As he was graduating from Mayo Clinic College of Medicine and Science’s Orthodontics Residency program, Dr. Collins had no aspirations of becoming a business owner.

“We knew we wanted to be in Rochester but we sent out a lot of letters to existing practices and there was nothing available, so we had to start our own practice,” he recalled.

“We googled ‘how to start a business,’” he said. “We worked hard because we didn’t know what we were doing; there was no one in our families who had a business or a practice.”

It was slow at first. “The first day, no one called,” he recalled. “The second day, we got one call. It was my mother.”

Then after another long day, Dr. Collins had what he calls his “aha moment."

“I had made it about me, but I realized we needed to make it about our patients, and our staff,” he said. “We wrote a mission statement – service to others – that reflected it.”

Then he acted on that mission statement, and the philosophy that produced it.

“It’s mainly how we hire people, and we take customer service seriously,” he said.

His unique part of that customer service is providing the top-level expertise to his patients, using what he learned in his Mayo Clinic College of Medicine and Science three-year residency.

“At Mayo you get to see more patients,” he said of his residency. “It’s more like a practice and you get to see what that’s like.”

Dr.

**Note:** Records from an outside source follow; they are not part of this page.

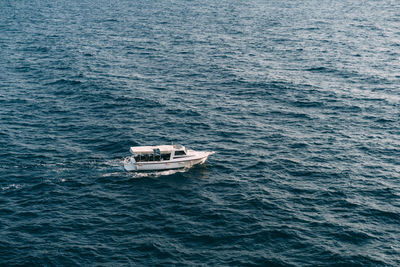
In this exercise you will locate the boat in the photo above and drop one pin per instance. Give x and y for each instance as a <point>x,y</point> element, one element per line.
<point>164,157</point>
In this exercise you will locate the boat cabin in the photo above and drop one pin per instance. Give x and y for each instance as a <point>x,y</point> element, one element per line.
<point>158,153</point>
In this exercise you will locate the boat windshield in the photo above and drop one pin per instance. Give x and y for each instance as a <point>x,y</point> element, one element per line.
<point>152,157</point>
<point>180,153</point>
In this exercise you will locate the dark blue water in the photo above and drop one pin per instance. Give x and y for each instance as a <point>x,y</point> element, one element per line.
<point>300,100</point>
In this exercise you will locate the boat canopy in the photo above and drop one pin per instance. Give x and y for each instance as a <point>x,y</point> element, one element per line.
<point>141,150</point>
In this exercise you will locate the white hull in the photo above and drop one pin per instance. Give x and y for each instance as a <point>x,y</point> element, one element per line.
<point>194,158</point>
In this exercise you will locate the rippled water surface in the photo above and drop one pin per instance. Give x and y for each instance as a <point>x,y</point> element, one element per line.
<point>300,100</point>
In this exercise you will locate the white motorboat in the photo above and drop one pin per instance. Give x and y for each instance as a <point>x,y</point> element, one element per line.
<point>164,157</point>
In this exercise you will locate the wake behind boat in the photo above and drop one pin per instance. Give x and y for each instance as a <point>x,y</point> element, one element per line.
<point>164,157</point>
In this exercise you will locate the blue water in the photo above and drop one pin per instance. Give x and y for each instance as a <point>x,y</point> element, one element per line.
<point>300,100</point>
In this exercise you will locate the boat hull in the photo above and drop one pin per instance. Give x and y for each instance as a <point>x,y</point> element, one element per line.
<point>189,162</point>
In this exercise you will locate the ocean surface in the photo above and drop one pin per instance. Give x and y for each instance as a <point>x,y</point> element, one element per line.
<point>299,99</point>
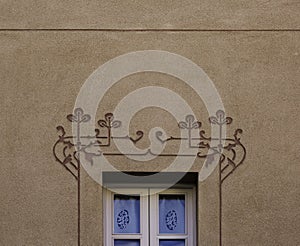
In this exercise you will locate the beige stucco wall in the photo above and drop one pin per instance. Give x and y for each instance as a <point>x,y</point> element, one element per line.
<point>256,73</point>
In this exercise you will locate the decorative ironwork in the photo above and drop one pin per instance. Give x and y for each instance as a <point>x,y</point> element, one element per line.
<point>171,220</point>
<point>123,219</point>
<point>229,152</point>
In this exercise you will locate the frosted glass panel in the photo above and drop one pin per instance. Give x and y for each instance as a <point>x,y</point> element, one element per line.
<point>172,214</point>
<point>126,214</point>
<point>168,242</point>
<point>122,242</point>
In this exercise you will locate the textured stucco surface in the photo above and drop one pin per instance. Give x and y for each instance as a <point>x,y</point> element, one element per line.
<point>191,14</point>
<point>256,73</point>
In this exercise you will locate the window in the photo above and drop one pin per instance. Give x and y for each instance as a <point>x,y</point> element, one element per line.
<point>144,217</point>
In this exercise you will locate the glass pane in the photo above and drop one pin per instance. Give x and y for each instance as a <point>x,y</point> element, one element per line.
<point>172,214</point>
<point>123,242</point>
<point>171,242</point>
<point>126,214</point>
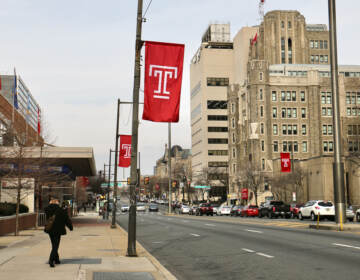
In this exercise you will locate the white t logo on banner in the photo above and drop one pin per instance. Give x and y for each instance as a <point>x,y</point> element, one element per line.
<point>169,73</point>
<point>127,148</point>
<point>286,162</point>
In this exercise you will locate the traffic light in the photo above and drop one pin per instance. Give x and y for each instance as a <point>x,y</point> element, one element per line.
<point>146,180</point>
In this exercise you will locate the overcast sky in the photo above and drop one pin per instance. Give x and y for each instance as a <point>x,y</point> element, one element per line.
<point>77,57</point>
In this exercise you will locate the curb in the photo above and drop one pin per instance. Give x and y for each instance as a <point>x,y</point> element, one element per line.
<point>334,227</point>
<point>162,270</point>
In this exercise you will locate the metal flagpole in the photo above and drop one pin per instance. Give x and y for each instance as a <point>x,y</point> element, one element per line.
<point>113,220</point>
<point>338,165</point>
<point>169,165</point>
<point>131,251</point>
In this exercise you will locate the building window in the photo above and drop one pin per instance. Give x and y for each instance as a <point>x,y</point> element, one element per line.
<point>302,96</point>
<point>303,129</point>
<point>282,51</point>
<point>217,129</point>
<point>303,113</point>
<point>274,112</point>
<point>217,140</point>
<point>295,129</point>
<point>304,147</point>
<point>283,96</point>
<point>288,96</point>
<point>275,129</point>
<point>276,146</point>
<point>289,112</point>
<point>217,118</point>
<point>216,104</point>
<point>217,82</point>
<point>273,96</point>
<point>289,49</point>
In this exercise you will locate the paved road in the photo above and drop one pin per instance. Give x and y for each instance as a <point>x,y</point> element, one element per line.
<point>233,248</point>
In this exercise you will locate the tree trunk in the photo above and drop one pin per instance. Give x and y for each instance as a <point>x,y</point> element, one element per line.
<point>17,207</point>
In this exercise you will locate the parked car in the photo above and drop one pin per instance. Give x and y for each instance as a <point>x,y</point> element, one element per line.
<point>274,209</point>
<point>249,211</point>
<point>140,207</point>
<point>153,208</point>
<point>192,210</point>
<point>204,209</point>
<point>184,209</point>
<point>124,208</point>
<point>314,208</point>
<point>224,210</point>
<point>350,215</point>
<point>294,208</point>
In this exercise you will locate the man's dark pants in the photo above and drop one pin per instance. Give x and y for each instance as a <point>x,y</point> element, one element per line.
<point>55,242</point>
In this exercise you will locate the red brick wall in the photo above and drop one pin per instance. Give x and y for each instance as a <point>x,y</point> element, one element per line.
<point>26,221</point>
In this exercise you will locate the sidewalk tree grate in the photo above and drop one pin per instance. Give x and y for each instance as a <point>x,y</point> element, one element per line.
<point>81,261</point>
<point>122,276</point>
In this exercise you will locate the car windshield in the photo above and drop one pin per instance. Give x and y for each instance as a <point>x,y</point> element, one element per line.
<point>325,203</point>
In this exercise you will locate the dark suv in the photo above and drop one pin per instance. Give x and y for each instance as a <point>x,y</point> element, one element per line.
<point>204,209</point>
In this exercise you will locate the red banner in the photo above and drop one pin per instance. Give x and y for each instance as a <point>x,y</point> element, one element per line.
<point>125,151</point>
<point>285,162</point>
<point>163,76</point>
<point>244,194</point>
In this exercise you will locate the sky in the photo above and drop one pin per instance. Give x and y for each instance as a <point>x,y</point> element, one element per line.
<point>77,59</point>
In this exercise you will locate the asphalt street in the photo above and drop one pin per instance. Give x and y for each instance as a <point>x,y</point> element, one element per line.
<point>223,248</point>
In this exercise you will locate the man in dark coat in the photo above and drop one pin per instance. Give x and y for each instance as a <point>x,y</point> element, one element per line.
<point>58,228</point>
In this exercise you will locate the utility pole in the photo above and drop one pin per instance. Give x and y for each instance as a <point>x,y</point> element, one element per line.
<point>108,191</point>
<point>131,251</point>
<point>113,220</point>
<point>169,165</point>
<point>338,165</point>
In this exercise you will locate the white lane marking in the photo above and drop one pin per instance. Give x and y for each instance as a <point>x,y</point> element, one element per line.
<point>347,246</point>
<point>248,250</point>
<point>251,230</point>
<point>264,255</point>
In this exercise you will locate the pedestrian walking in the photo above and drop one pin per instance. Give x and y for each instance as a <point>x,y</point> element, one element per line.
<point>57,218</point>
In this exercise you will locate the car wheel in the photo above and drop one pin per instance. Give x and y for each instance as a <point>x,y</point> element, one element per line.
<point>313,217</point>
<point>301,216</point>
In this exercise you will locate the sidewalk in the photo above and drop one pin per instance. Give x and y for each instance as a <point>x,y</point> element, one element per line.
<point>92,251</point>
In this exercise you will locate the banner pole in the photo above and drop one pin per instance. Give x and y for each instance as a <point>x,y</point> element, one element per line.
<point>131,250</point>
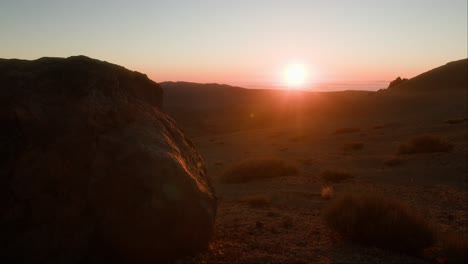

Collins was particularly impressed with the cranio-facial team approach that Mayo Clinic employs, and in which he participated.

“The team gathers specialists from several different areas, including speech pathology and social workers,” he said. “It’s an amazing experience. It helped me be a better orthodontist. I understand the different perspectives.”

Patients see the various specialists, then attend a meeting that brings patient and providers together to discuss the patient’s situation and make coordinated decisions.

Dr. Collins has made a strong social media presence an important part of his practice. He has a huge following on TikTok, more than 50 videos on his YouTube page, and a mixed tape of more than 500 tunes on Spotify.

His patients – and others – can find help for topics like “What if you break your retainer?” or “Braces-friendly eats: PB & J smoothie.”

But while it helps him and his practice gain name recognition, he says it still comes down to providing great patient care.

“We have 1.7 million followers on TikTok but if you took that away, it wouldn’t make as much difference as you’d think,” he said. “It’s supplementary. It’s an opportunity to be an authority in the field.

“If you go straight to a social media strategy, that can have success at first but it might not last.”

Dr. Collins and his wife Kimberly – who helped support them in his residency by giving vocal music lessons, and now is office manager for the practice – have come a long way. He gives his Mayo residency a lot of credit for preparing him.

“Being with an establishment as consistently ranked as high as Mayo is an honor,” he said.